Yesterday (Sunday) my boyfriend and I decided to take advantage of the beautiful weather -55ish and sunny as can be- so we hopped into the trusty ol' Metro and headed north on Highway 1. Hugging the road's constant curves, we wound our way along the Pacific coast, through northern Marin county and into Sonoma. A few hours later, we arrived at Black Point Beach State Park - our arbitrarily-chosen turnaround spot just a few miles from the Sonoma-Mendocino border.
Signs in the parking lot warned that this is "one of the deadliest beaches in California" and, with numerous detailed diagrams, showed why. The crumbling cliffs -pictured below- make climbing, cliff-base hiking, or over-edge peering risky propositions at best.

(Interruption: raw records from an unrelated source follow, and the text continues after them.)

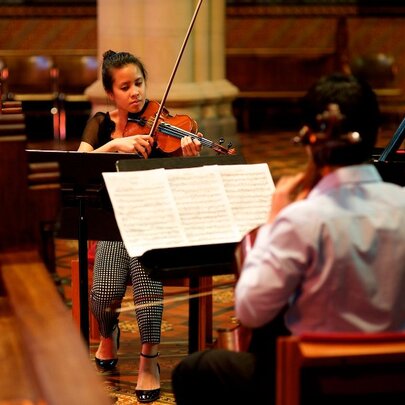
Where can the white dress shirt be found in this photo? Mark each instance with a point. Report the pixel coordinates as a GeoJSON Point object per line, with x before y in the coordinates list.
{"type": "Point", "coordinates": [338, 258]}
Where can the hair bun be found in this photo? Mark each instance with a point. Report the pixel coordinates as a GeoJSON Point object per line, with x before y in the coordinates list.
{"type": "Point", "coordinates": [108, 54]}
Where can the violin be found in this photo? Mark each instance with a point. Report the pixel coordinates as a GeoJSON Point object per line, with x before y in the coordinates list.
{"type": "Point", "coordinates": [170, 130]}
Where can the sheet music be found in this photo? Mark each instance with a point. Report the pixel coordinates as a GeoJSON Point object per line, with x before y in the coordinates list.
{"type": "Point", "coordinates": [249, 190]}
{"type": "Point", "coordinates": [162, 208]}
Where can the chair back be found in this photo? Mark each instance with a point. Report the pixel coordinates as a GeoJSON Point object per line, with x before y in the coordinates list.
{"type": "Point", "coordinates": [31, 75]}
{"type": "Point", "coordinates": [340, 368]}
{"type": "Point", "coordinates": [76, 73]}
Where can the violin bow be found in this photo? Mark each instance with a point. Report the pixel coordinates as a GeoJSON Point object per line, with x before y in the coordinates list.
{"type": "Point", "coordinates": [176, 65]}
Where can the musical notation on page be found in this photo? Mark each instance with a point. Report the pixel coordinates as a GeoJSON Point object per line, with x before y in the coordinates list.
{"type": "Point", "coordinates": [162, 208]}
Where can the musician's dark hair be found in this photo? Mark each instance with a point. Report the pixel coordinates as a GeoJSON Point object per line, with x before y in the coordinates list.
{"type": "Point", "coordinates": [116, 60]}
{"type": "Point", "coordinates": [359, 110]}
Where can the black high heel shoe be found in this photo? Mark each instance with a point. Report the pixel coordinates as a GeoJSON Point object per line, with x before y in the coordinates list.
{"type": "Point", "coordinates": [109, 364]}
{"type": "Point", "coordinates": [145, 396]}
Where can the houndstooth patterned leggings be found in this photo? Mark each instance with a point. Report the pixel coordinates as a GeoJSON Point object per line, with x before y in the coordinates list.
{"type": "Point", "coordinates": [112, 268]}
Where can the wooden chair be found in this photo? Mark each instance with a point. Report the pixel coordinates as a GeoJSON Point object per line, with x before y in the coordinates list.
{"type": "Point", "coordinates": [345, 368]}
{"type": "Point", "coordinates": [33, 80]}
{"type": "Point", "coordinates": [76, 73]}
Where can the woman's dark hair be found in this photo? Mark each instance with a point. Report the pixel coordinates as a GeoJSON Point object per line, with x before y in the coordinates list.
{"type": "Point", "coordinates": [115, 60]}
{"type": "Point", "coordinates": [359, 111]}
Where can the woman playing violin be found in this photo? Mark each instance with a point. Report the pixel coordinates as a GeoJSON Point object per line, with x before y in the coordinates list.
{"type": "Point", "coordinates": [124, 80]}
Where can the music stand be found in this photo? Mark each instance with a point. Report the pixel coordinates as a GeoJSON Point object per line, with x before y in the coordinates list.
{"type": "Point", "coordinates": [192, 262]}
{"type": "Point", "coordinates": [391, 161]}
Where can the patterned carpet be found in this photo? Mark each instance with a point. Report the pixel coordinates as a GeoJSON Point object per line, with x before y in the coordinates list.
{"type": "Point", "coordinates": [274, 148]}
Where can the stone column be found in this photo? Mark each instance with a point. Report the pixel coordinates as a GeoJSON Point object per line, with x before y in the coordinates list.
{"type": "Point", "coordinates": [154, 30]}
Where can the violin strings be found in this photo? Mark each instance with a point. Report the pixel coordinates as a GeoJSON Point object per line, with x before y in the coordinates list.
{"type": "Point", "coordinates": [181, 133]}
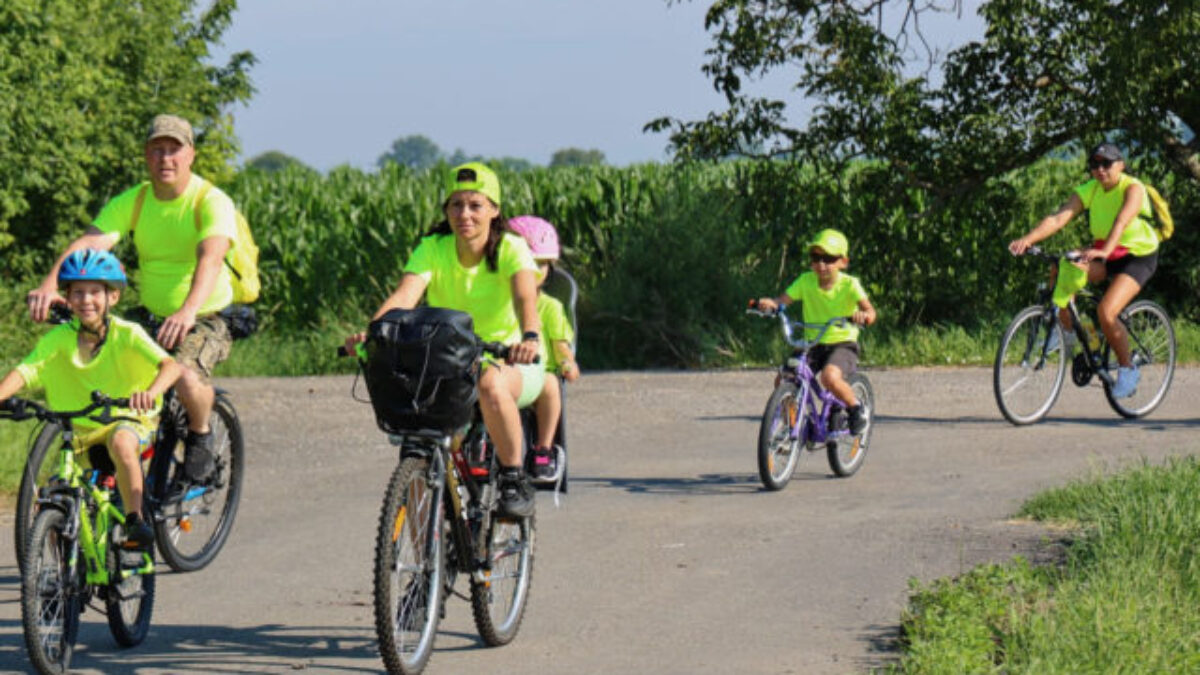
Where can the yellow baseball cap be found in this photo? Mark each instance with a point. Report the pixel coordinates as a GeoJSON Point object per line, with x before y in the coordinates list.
{"type": "Point", "coordinates": [831, 242]}
{"type": "Point", "coordinates": [474, 177]}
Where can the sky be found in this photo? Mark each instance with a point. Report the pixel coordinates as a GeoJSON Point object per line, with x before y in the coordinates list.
{"type": "Point", "coordinates": [340, 81]}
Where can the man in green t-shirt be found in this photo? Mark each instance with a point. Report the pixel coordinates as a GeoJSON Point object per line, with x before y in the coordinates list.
{"type": "Point", "coordinates": [181, 228]}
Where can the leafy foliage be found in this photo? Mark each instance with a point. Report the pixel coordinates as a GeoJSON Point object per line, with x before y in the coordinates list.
{"type": "Point", "coordinates": [1048, 72]}
{"type": "Point", "coordinates": [79, 82]}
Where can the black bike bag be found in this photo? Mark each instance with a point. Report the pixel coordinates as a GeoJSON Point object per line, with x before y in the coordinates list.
{"type": "Point", "coordinates": [423, 369]}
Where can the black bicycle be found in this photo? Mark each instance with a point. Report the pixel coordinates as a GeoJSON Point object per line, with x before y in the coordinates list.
{"type": "Point", "coordinates": [1031, 362]}
{"type": "Point", "coordinates": [438, 520]}
{"type": "Point", "coordinates": [191, 521]}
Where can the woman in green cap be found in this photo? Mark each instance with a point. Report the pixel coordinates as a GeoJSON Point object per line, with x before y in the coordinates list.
{"type": "Point", "coordinates": [473, 263]}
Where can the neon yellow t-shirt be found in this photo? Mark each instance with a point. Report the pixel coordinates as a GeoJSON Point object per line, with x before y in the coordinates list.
{"type": "Point", "coordinates": [166, 238]}
{"type": "Point", "coordinates": [485, 294]}
{"type": "Point", "coordinates": [555, 328]}
{"type": "Point", "coordinates": [821, 305]}
{"type": "Point", "coordinates": [1103, 208]}
{"type": "Point", "coordinates": [127, 362]}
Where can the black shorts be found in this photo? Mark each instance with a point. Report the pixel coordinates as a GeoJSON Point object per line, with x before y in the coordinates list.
{"type": "Point", "coordinates": [841, 354]}
{"type": "Point", "coordinates": [1140, 268]}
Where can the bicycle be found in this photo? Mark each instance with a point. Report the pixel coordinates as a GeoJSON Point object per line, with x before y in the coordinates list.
{"type": "Point", "coordinates": [75, 553]}
{"type": "Point", "coordinates": [438, 520]}
{"type": "Point", "coordinates": [801, 412]}
{"type": "Point", "coordinates": [1031, 362]}
{"type": "Point", "coordinates": [191, 523]}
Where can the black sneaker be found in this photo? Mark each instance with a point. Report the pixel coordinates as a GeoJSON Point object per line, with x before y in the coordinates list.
{"type": "Point", "coordinates": [198, 460]}
{"type": "Point", "coordinates": [138, 533]}
{"type": "Point", "coordinates": [516, 495]}
{"type": "Point", "coordinates": [545, 464]}
{"type": "Point", "coordinates": [857, 420]}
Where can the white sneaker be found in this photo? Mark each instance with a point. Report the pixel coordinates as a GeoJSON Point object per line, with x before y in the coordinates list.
{"type": "Point", "coordinates": [1127, 382]}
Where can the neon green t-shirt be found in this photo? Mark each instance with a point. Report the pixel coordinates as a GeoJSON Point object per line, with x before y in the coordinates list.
{"type": "Point", "coordinates": [127, 362]}
{"type": "Point", "coordinates": [555, 327]}
{"type": "Point", "coordinates": [821, 305]}
{"type": "Point", "coordinates": [166, 238]}
{"type": "Point", "coordinates": [485, 294]}
{"type": "Point", "coordinates": [1103, 208]}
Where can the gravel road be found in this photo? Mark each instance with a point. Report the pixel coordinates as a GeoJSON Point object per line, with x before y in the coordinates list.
{"type": "Point", "coordinates": [665, 556]}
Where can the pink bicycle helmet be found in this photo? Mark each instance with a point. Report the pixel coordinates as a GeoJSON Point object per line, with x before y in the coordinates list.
{"type": "Point", "coordinates": [540, 234]}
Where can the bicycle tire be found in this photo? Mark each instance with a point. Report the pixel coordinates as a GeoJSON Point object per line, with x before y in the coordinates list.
{"type": "Point", "coordinates": [191, 531]}
{"type": "Point", "coordinates": [408, 579]}
{"type": "Point", "coordinates": [129, 603]}
{"type": "Point", "coordinates": [40, 465]}
{"type": "Point", "coordinates": [1025, 392]}
{"type": "Point", "coordinates": [778, 453]}
{"type": "Point", "coordinates": [499, 593]}
{"type": "Point", "coordinates": [49, 608]}
{"type": "Point", "coordinates": [847, 454]}
{"type": "Point", "coordinates": [1153, 350]}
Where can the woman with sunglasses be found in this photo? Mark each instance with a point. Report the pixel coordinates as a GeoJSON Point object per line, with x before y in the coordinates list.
{"type": "Point", "coordinates": [1125, 248]}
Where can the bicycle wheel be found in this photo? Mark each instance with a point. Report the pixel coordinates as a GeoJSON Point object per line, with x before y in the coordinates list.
{"type": "Point", "coordinates": [1026, 377]}
{"type": "Point", "coordinates": [498, 595]}
{"type": "Point", "coordinates": [408, 568]}
{"type": "Point", "coordinates": [129, 603]}
{"type": "Point", "coordinates": [49, 601]}
{"type": "Point", "coordinates": [40, 465]}
{"type": "Point", "coordinates": [778, 452]}
{"type": "Point", "coordinates": [191, 527]}
{"type": "Point", "coordinates": [847, 453]}
{"type": "Point", "coordinates": [1152, 347]}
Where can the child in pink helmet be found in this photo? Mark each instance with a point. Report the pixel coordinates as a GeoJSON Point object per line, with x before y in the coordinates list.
{"type": "Point", "coordinates": [559, 335]}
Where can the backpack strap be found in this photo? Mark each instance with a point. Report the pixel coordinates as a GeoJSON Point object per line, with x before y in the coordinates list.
{"type": "Point", "coordinates": [137, 207]}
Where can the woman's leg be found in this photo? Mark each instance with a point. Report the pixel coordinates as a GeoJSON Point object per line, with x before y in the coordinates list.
{"type": "Point", "coordinates": [499, 388]}
{"type": "Point", "coordinates": [1121, 292]}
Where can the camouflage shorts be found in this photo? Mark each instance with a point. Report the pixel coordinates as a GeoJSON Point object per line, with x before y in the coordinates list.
{"type": "Point", "coordinates": [205, 346]}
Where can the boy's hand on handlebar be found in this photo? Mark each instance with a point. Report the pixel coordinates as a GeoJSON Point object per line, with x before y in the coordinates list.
{"type": "Point", "coordinates": [40, 300]}
{"type": "Point", "coordinates": [523, 352]}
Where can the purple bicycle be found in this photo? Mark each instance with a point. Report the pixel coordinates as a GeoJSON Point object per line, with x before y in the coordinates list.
{"type": "Point", "coordinates": [803, 416]}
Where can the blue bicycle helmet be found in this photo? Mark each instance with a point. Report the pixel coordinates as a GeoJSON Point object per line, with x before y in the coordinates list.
{"type": "Point", "coordinates": [90, 264]}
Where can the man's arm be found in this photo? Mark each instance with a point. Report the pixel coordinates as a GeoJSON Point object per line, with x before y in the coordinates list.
{"type": "Point", "coordinates": [47, 292]}
{"type": "Point", "coordinates": [209, 257]}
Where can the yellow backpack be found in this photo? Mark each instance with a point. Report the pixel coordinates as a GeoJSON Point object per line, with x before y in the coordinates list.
{"type": "Point", "coordinates": [243, 256]}
{"type": "Point", "coordinates": [1163, 221]}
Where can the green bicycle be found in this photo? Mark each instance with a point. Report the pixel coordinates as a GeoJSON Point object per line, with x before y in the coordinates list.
{"type": "Point", "coordinates": [75, 550]}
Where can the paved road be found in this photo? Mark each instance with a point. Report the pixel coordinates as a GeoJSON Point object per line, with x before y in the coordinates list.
{"type": "Point", "coordinates": [666, 555]}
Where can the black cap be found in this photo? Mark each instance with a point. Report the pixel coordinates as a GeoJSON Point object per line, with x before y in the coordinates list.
{"type": "Point", "coordinates": [1107, 151]}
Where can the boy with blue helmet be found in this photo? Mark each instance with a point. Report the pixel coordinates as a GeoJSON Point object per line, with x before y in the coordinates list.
{"type": "Point", "coordinates": [95, 351]}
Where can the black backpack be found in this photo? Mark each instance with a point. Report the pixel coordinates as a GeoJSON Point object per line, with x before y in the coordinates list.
{"type": "Point", "coordinates": [423, 369]}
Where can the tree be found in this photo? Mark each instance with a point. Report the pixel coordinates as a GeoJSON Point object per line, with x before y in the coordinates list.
{"type": "Point", "coordinates": [79, 82]}
{"type": "Point", "coordinates": [1047, 73]}
{"type": "Point", "coordinates": [413, 151]}
{"type": "Point", "coordinates": [576, 157]}
{"type": "Point", "coordinates": [275, 160]}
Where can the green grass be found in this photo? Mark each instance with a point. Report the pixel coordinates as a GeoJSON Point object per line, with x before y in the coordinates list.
{"type": "Point", "coordinates": [1123, 599]}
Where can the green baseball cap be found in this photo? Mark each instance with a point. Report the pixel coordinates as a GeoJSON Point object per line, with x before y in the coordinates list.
{"type": "Point", "coordinates": [474, 177]}
{"type": "Point", "coordinates": [831, 242]}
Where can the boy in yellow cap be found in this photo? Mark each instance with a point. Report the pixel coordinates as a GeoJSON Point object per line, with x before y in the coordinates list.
{"type": "Point", "coordinates": [827, 293]}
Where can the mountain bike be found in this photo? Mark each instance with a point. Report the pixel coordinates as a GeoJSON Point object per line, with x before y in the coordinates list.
{"type": "Point", "coordinates": [803, 416]}
{"type": "Point", "coordinates": [75, 551]}
{"type": "Point", "coordinates": [438, 520]}
{"type": "Point", "coordinates": [1031, 362]}
{"type": "Point", "coordinates": [191, 521]}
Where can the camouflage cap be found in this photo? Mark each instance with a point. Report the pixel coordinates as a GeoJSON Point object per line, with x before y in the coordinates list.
{"type": "Point", "coordinates": [171, 126]}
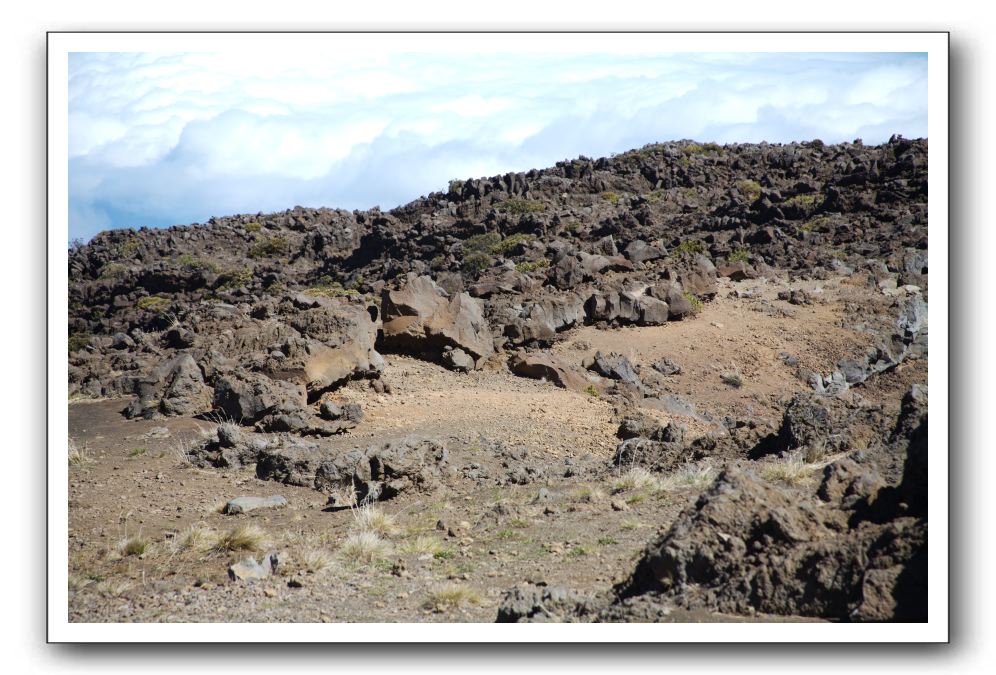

I don't recall seeing any warning about sharks, which is odd because northern California is unbelievably sharky. This giant rock resembling a dorsal fin juts from the ultra-heavy-vibed waters at the mouth of the Russian River - a notoriously sharky surf spot in a county that essentially comprises one giant sharky surf spot.
So, to recap: five safety tips from the self-proclaimed deadliest beach in California:
1.Stay back from the edge of cliffs, because even if they look stable from on top where they're matted reassuringly with grass or what have you, from the base they may reveal their true natures as giant choss piles of death.
2. Never turn your back on the ocean. I have a good friend who got slammed by a freak wave while hiking on a coastal trail. When she regained consciousness, she needed over a hundred stitches in her face to repair the damage. Now she's got hella cool scars, but still - that's no fun. So watch your back.
3. Don't swim with open wounds. It would sting like mad. Also, sharks can smell a drop of blood five miiles away
4. If caught in a riptide, swim across it. I got caught in a swift river current once and tried to swim against it. Didn't work. I ended up swimming through some pretty decent rapids.
5. Bring water. Dehydration is a hazard whether you're on a Tahitian beach or an Andean glacier.